Rental rates are rising at a slower pace than dwelling values, and a compression in rental yields across each of the capital cities is expected to occur.
According to the August RP Data CoreLogic Hedonic Home Value Index, the only regions where yields have moved higher over the past 12 months have been across the Adelaide and Hobart apartment markets.
Across the combined capital cities, the typical gross yield on a house has reduced from 4.1 per cent to 3.7 per cent over the past 12 months.
RP Data research director Tim Lawless said the most significant yield compression is taking place in Sydney and Melbourne.
“Over the past year we have seen Sydney’s gross rental yield fall by 47 basis points, from 4.1 per cent to 3.6 per cent,” he said.
“In Melbourne, where rental yields are even lower, we have seen gross yields fall by 32 basis points over the year to reach 3.2 per cent gross.

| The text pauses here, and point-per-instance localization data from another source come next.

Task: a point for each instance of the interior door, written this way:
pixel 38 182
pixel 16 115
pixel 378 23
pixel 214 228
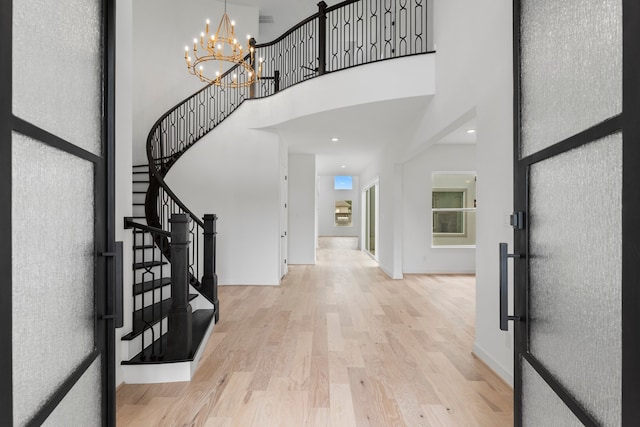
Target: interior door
pixel 575 196
pixel 56 154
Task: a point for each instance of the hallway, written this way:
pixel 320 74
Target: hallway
pixel 336 344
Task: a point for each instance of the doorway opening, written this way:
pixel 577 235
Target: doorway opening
pixel 369 220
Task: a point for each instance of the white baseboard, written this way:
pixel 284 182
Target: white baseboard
pixel 500 370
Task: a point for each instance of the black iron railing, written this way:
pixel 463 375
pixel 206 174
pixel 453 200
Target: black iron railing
pixel 161 289
pixel 351 33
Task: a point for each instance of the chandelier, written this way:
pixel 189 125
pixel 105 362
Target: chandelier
pixel 219 49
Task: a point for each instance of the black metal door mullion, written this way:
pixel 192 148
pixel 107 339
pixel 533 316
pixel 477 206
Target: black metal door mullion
pixel 6 311
pixel 630 213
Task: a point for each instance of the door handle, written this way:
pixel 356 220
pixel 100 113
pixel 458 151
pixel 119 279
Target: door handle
pixel 117 314
pixel 504 287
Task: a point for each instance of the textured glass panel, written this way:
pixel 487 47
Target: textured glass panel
pixel 541 407
pixel 571 68
pixel 81 406
pixel 53 270
pixel 576 273
pixel 57 68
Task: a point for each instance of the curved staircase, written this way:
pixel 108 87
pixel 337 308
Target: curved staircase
pixel 175 289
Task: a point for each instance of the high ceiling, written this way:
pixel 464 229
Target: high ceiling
pixel 362 130
pixel 285 14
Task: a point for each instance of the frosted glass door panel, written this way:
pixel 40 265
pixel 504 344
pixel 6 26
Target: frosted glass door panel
pixel 571 66
pixel 57 68
pixel 541 407
pixel 81 406
pixel 53 270
pixel 575 273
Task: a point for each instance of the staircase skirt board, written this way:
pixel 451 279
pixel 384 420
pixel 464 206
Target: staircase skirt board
pixel 150 285
pixel 151 314
pixel 148 264
pixel 160 371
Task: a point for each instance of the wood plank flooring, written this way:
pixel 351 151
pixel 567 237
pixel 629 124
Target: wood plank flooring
pixel 337 344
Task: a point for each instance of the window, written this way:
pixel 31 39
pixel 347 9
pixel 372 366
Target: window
pixel 447 217
pixel 343 213
pixel 453 209
pixel 342 182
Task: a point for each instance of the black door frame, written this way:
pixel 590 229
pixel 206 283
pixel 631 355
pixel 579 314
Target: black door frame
pixel 629 124
pixel 104 167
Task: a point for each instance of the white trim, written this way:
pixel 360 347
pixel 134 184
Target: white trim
pixel 500 370
pixel 166 372
pixel 453 247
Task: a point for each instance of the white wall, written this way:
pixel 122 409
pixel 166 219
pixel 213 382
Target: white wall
pixel 302 209
pixel 234 172
pixel 474 78
pixel 495 178
pixel 124 130
pixel 327 198
pixel 418 254
pixel 389 176
pixel 162 29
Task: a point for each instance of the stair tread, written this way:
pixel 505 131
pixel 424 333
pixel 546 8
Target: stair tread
pixel 144 247
pixel 150 285
pixel 151 314
pixel 147 264
pixel 201 321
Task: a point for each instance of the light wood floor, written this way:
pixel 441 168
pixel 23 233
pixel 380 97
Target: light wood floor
pixel 337 344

“Given the current rate of value growth and moderate rental growth, it won’t be long before Sydney yields have moved below those of Melbourne.
“With yields so low in the cities where values are seeing the largest capital gains, it is clear investors remain very much focused on value growth rather than yield,” he added.
RP Data also said investors are currently comprising their largest proportion of new mortgage commitments since late 2003.
In fact, investor loan commitments have accounted for more than 38 per cent of all mortgage lending for nine consecutive months, the longest period ever that investment lending has held above that level.
“Investors are mostly concentrated across Sydney and Melbourne apartment markets where capital gains have been strong but yields have been pushed very low,” Mr Lawless said.
“Potentially there are better investment returns to be had in the smaller capital cities where the growth trend is less mature and yields are healthier.”